Let $ n \in \mathbb{N}, n \ge 2$.
Prove that
$\sqrt[n] {\sqrt{2018}+\sqrt{2017}}$ $+$ $\sqrt[n]{\sqrt{2018}-\sqrt{2017}} $ $\in \mathbb{R}/\mathbb{Q}$
Any ideas? I noticed that first member multiply with the second is equal with $1$. I tried to use Viette relations, but i can't finish the solution. Can anyone help me?
On
Let $a=\sqrt{2018}+\sqrt{2017}$ and $b =\sqrt{2018}-\sqrt{2017}$. As you noticed, $ab=1$ and $a+b=2\sqrt{2018} \not \in \mathbb Q$.
Suppose $u=a^{1/n} + b^{1/n} \in \mathbb Q$. Then we have $v = a^{1/n}\cdot b^{1/n}=1\in \mathbb Q$ also. As symmetric polynomials can be always expressed in terms of elementary symmetric polynomials with rational coefficients, $a+b$ must be expressible in terms of $u, v$, so $a+b$ must also be rational. Hence, there is a contradiction.
It is enough to prove the following statement: If $a+b \in \mathbb Q$ with $ab=1$, then $f(n)=a^n+b^n \in \mathbb Q$, for $n \in \mathbb N$.
Let us use induction.

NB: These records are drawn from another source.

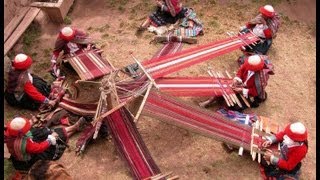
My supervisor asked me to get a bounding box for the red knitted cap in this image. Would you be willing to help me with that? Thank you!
[59,27,76,41]
[243,55,264,72]
[13,54,32,70]
[259,5,275,18]
[284,122,308,142]
[6,117,31,137]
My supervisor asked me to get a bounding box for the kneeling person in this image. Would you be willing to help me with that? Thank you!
[5,54,54,110]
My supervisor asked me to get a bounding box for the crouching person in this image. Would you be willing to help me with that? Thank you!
[4,116,86,172]
[4,54,54,110]
[261,122,308,180]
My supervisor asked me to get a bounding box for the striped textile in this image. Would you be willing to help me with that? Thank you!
[105,107,161,180]
[152,42,183,59]
[155,76,234,97]
[142,32,259,79]
[58,96,97,116]
[143,90,252,150]
[65,49,114,81]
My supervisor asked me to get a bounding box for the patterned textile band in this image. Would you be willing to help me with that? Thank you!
[64,49,115,81]
[152,42,183,59]
[143,90,252,150]
[155,76,234,97]
[58,96,97,116]
[105,107,161,179]
[142,32,259,79]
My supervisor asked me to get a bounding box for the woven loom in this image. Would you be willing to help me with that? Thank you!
[58,96,97,116]
[155,76,234,97]
[142,90,252,150]
[63,49,115,81]
[104,107,162,180]
[142,32,259,79]
[152,42,183,59]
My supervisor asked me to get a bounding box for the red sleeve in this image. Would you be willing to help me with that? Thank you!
[277,145,308,171]
[24,81,47,102]
[246,22,255,29]
[52,50,60,60]
[25,138,50,154]
[263,28,273,39]
[236,65,246,80]
[275,131,286,142]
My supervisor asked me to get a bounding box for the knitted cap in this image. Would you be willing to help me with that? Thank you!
[284,122,308,142]
[13,54,32,70]
[59,27,75,41]
[259,5,275,18]
[243,55,264,71]
[6,117,31,137]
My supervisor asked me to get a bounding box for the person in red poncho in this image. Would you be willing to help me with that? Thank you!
[199,54,274,111]
[4,54,55,110]
[50,26,95,77]
[137,0,187,34]
[4,116,86,172]
[261,122,308,179]
[239,5,280,55]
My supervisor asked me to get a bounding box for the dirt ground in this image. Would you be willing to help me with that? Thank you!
[4,0,316,179]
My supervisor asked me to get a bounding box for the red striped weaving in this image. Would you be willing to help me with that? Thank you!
[142,33,259,79]
[105,108,161,179]
[143,90,252,150]
[66,49,114,80]
[58,97,97,116]
[155,76,234,97]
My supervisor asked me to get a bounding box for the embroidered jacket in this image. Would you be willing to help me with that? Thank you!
[246,13,280,39]
[6,131,50,161]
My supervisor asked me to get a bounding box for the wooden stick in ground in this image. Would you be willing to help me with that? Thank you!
[216,72,238,105]
[92,97,133,124]
[207,70,231,107]
[134,82,153,122]
[221,71,243,108]
[211,70,234,106]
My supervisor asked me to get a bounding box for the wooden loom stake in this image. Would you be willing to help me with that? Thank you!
[217,71,242,108]
[207,70,231,107]
[225,70,250,108]
[212,70,234,106]
[224,70,243,107]
[130,52,159,89]
[134,82,153,123]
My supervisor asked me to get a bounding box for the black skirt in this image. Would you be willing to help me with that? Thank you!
[4,74,51,110]
[149,7,187,26]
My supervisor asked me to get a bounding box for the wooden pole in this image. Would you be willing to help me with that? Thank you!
[134,82,153,122]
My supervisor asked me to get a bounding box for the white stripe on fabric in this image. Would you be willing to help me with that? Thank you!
[146,39,242,73]
[157,84,228,88]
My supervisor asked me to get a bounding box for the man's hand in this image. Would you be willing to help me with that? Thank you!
[262,140,272,147]
[232,87,243,93]
[263,149,273,162]
[48,100,56,107]
[51,131,59,138]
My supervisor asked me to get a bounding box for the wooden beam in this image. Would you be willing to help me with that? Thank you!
[4,7,30,43]
[4,7,40,56]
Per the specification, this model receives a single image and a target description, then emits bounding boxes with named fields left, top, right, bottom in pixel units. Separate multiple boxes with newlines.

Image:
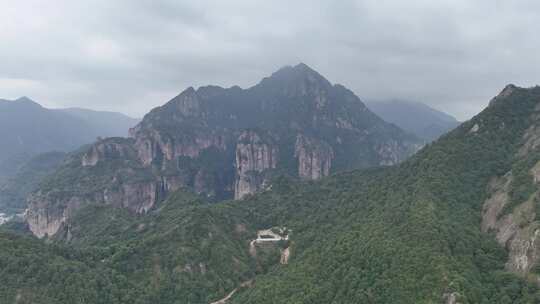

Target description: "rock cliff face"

left=294, top=134, right=333, bottom=180
left=377, top=140, right=406, bottom=166
left=26, top=63, right=421, bottom=238
left=122, top=63, right=419, bottom=200
left=26, top=175, right=169, bottom=238
left=26, top=138, right=174, bottom=238
left=234, top=130, right=278, bottom=199
left=82, top=139, right=136, bottom=167
left=481, top=94, right=540, bottom=280
left=26, top=193, right=76, bottom=238
left=481, top=173, right=540, bottom=277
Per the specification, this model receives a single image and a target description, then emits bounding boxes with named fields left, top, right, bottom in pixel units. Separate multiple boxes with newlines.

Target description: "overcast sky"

left=1, top=0, right=539, bottom=120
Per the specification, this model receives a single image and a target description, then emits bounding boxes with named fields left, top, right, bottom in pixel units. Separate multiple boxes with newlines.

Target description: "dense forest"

left=2, top=86, right=540, bottom=303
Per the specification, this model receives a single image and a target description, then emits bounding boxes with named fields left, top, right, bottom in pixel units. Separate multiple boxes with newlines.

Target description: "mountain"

left=0, top=152, right=66, bottom=215
left=24, top=63, right=422, bottom=238
left=367, top=100, right=461, bottom=141
left=58, top=108, right=140, bottom=140
left=2, top=84, right=540, bottom=303
left=0, top=97, right=139, bottom=180
left=0, top=153, right=34, bottom=184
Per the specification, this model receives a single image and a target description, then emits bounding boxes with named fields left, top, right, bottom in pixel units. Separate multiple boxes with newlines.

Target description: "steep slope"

left=0, top=230, right=142, bottom=303
left=480, top=87, right=540, bottom=279
left=2, top=84, right=540, bottom=303
left=0, top=152, right=66, bottom=215
left=2, top=191, right=267, bottom=304
left=26, top=137, right=158, bottom=238
left=0, top=97, right=139, bottom=179
left=130, top=63, right=420, bottom=199
left=367, top=99, right=460, bottom=141
left=229, top=84, right=540, bottom=303
left=25, top=64, right=421, bottom=238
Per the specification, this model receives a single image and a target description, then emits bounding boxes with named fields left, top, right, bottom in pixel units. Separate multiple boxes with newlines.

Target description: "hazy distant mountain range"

left=0, top=97, right=139, bottom=179
left=21, top=63, right=423, bottom=233
left=367, top=100, right=461, bottom=141
left=0, top=151, right=66, bottom=215
left=2, top=76, right=540, bottom=302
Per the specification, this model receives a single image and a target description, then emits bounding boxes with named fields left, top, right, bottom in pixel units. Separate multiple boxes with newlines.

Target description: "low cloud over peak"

left=1, top=0, right=539, bottom=120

The statement is trivial for $n=1$.
Suppose it holds true for all $n\leqslant m$. Then, from $$(a+b)^{m+1}=f(m+1)+\sum_{k=1}^{\lfloor m/2\rfloor}\binom{m+1}k f(m+1-2k)$$ it follows that $f(m+1)$ must also be rational, hence we have our proof by strong induction.